RNA Sequencing Reveals the Regulation of Betaine on Chicken Myogenesis

Abstract

Betaine is trimethylglycine and a universal methyl donor which could provide methyl and glycine for cells and animals. As a new star in epigenetics, N6-Methyladenosine has been reported to regulate multiple biological activities, but the regulatory mechanism of betaine on N6-Methyladenosine as well as myogenesis was little studied. In this study, we treated chicken primary myoblast cells with different concentrations of betaine (0, 10, 25, and 50 mmol/L) and found that myoblast cell proliferation was inhibited, although the cell cycle was promoted in the S phase by betaine, where the myotube area was increased as well as the differentiation marker genes MyoD, MyoG, MyHC, Myomarker, and Ckm. RNA sequencing obtained a total of 61 differentially expressed genes (DEGs); DEGs caused by 50 mmol/L betaine were mainly enriched in the regulation of skeletal muscle tissue regeneration and some amino acid metabolic processes. The gene expression pattern trends of all DEGs were mainly clustered into 2 profiles, with the increase in betaine concentration, the gene expression pattern either increased or decreased continuously. Overall, a low concentration betaine can increase the N6-Methyladenosine modification level and myotube area but depresses myoblast cell proliferation in vitro.

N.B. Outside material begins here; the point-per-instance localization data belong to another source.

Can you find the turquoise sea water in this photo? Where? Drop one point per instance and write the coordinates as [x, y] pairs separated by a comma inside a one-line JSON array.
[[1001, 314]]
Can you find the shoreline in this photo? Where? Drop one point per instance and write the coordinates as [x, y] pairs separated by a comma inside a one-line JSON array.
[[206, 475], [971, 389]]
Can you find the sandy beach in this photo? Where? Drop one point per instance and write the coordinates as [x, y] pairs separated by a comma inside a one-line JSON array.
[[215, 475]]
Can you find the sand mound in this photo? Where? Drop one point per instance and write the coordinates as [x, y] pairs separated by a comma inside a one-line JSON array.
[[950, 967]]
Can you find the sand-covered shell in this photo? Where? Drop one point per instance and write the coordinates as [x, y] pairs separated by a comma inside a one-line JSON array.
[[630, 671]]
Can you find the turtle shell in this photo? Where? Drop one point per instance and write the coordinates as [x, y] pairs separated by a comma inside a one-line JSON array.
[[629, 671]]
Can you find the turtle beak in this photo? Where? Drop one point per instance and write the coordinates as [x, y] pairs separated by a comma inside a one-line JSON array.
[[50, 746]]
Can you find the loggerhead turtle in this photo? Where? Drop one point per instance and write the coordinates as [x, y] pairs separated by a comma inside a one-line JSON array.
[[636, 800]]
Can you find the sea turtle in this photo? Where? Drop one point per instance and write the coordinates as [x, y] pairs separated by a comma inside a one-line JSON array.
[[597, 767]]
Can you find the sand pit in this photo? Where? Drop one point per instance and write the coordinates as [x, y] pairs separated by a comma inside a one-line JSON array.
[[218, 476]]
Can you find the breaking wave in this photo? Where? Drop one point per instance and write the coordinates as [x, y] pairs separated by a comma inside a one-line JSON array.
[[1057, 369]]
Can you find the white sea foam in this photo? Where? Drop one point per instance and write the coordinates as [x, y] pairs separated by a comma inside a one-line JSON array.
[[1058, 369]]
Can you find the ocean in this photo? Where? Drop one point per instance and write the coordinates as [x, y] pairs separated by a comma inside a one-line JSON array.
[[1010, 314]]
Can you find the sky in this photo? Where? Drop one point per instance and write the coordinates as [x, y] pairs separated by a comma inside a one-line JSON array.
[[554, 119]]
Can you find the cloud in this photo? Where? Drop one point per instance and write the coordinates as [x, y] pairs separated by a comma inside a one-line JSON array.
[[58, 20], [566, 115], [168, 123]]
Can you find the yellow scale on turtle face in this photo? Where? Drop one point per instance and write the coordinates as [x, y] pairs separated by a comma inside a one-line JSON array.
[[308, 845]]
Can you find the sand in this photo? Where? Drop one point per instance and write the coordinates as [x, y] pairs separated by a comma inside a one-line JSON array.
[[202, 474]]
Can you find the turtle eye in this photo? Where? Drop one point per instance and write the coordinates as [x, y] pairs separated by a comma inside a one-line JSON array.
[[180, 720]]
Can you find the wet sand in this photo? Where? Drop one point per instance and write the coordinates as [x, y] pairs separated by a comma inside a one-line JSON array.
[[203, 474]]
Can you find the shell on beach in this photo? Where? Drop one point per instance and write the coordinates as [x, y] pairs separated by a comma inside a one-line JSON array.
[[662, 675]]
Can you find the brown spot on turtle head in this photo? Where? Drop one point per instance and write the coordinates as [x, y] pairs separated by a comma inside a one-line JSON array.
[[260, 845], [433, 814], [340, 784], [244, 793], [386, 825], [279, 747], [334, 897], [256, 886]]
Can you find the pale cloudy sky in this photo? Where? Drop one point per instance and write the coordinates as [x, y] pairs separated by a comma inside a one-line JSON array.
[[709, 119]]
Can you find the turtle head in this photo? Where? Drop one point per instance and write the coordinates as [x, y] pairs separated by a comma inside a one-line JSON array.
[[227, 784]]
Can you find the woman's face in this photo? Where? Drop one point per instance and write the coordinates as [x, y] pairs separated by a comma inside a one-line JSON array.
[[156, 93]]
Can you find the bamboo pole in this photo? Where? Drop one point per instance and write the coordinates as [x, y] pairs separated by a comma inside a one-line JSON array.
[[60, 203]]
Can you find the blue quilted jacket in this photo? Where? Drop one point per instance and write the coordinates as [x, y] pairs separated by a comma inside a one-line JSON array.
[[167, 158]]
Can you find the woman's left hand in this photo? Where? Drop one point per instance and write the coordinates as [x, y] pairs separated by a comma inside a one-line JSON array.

Keywords: N6-Methyladenosine; betaine; chicken; mRNA-Seq; myogenesis.

Figure 1

Betaine inhibits myoblast cells proliferation. (A) RNA dot blot and methylene blue results after being treated with 0, 10, 25, 50 mmol/L betaine for 24 h. (B) The relative gray value of RNA dot blot. (C) Cell cycle analysis of different cell stages after 24 h betaine treatment. (D) The statistical results of CCK-8 assay after 24 h, 36 h, and 48 h betaine treatment. (E) The EdU positive cell rate (F) and EdU staining of myoblast cells being treated with betaine. (mM refers to mmol/L; * p < 0.05; ** p < 0.01; *** p < 0.001).

Figure 2

Betaine promotes myotube formation. (A) RNA dot blot and methylene blue results during myoblast differentiation. (B) The relative gray value of RNA dot blot. (C) qRT-PCR results for MyoD, MyoG, MyHC, Myomarker, and Ckm in myoblast cells after being treated with 0, 10, 25, 50 mmol/L betaine for 24 h. (D–F) Myotube area (%) analysis (D), fusion index € of MF20 immunofluorescence staining (F) after being treated with 0, 10, 25, 50 mmol/L betaine for 24 h at DM3. (mM refers to mmol/L; * p < 0.05; ** p < 0.01; *** p < 0.001).

Figure 3

Overview of mRNA sequencing in betaine-treated myoblast cells. (A) Venn diagram shows common and unique DEGs between groups. (B) The number of differentially up- and down-expressed genes in each group. (C) GO functional enrichment analysis of DEGs in Bet_0 vs. Bet_50. (D) KEGG pathway analysis of DEGs in Bet_0 vs. Bet_50. (E) Heatmap for all 61 DEGs.

Figure 4

Gene expression pattern analysis of all DEGs. (A) General chart of all gene expression trend profiles. (B) Gene expression trend profiles are ordered based on the p-value significance of the number of genes assigned versus expected. (C, D) the FPKM value (C) and qRT-PCR validation (D) of eight DEGs in profile 0 and 19. (mM refers to mmol/L; * p < 0.05; ** p < 0.01; *** p < 0.001.)